The resurrection is the definitive sign that the path of transformation towards the new age is already underway. Matthew wants the church to believe that participation in the Realm is worth suffering through the fractiousness they are experiencing with the synagogue down the street and within their own community. Matthew reinforces this theme through the words, “Listen to him,” that is, “Pay attention to what Jesus has just told you in Matthew 16:21-28. Jesus was faithful even when rejected, and God resurrected him and will return him. If you endure, God will be similarly faithful to you. You will be resurrected and will be part of the new world.”

The presence of Moses and Elijah underscores a simple but important point. From Matthew’s perspective, the work of God through Jesus extends the work of God in Israel into the eschatological frame of reference. With the coming of the Realm, God will make good on the promises that God has made, to make blessing possible for the whole human family, including gentiles.

Congregations and Christians today are divided with regard to whether they expect a singular apocalyptic transformation from the old age to the new. But across this spectrum, many congregations associated with the historic denominations are faltering in their witness to the Realm and need to hear Matthew’s encouragement to be faithful, even when in conflict with other congregations, with members within their own community, and with forces in the larger culture. The preacher might point to signs in the church and the world today that are comparable to the transfiguration—individual actions, movements, and events that embody the values and practices of the Realm. 
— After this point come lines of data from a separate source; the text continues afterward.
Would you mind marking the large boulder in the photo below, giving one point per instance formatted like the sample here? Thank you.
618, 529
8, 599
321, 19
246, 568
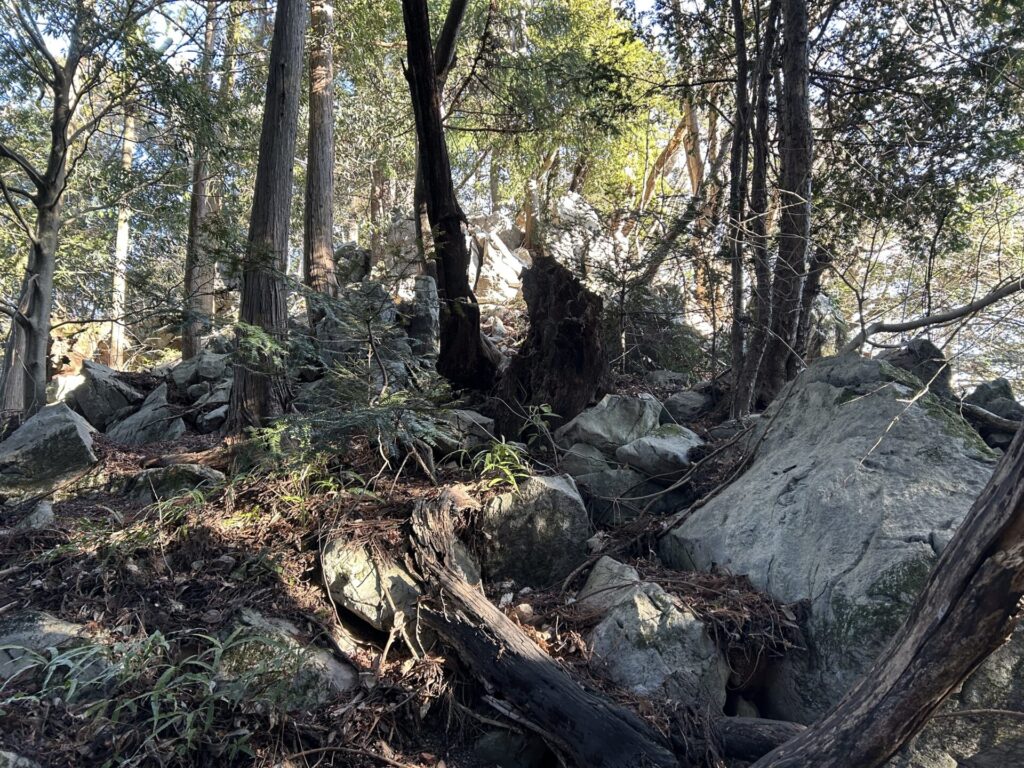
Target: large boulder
665, 454
101, 394
853, 492
164, 482
648, 643
155, 422
617, 419
536, 535
50, 446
When preaching from the lectionary, of course, the preacher does not simply engage in a conversation with the text, but does so in light of the place of the text in the lectionary. In the lectionary, the transfiguration has a transitional function. The Advent, Christmas and Epiphany Day texts point to Jesus as God’s agent in the apocalyptic transformation of the world from the old age to the new. The texts on the Sundays after Epiphany emphasize Jesus’ teaching about the nature of the Realm and how to live in its light. The story of the transfiguration climaxes the season after Epiphany Day by demonstrating the truth of the claims of Advent, Christmas and Easter: Jesus is indeed the agent of the Realm, and aspects of the future world are already present. Lent, a season of theological reflection, begins on Ash Wednesday after the transfiguration. The transfiguration offers a vision of the future to sustain the congregation through the sober days of Lent. 

The preacher might use the picture of Jesus in transfiguration as a way of speaking not only about Jesus, but also about the church in a season of struggle within the church and with the  culture. Our encounter with Jesus should leave the church a transfigured community—present in the old age but shining with the light of the new. 


Notes

  1. Charlotte Elliot, “Just As I Am Without One Plea.” Chalice Hymnal (St. Louis: Chalice Press, 1995), 339.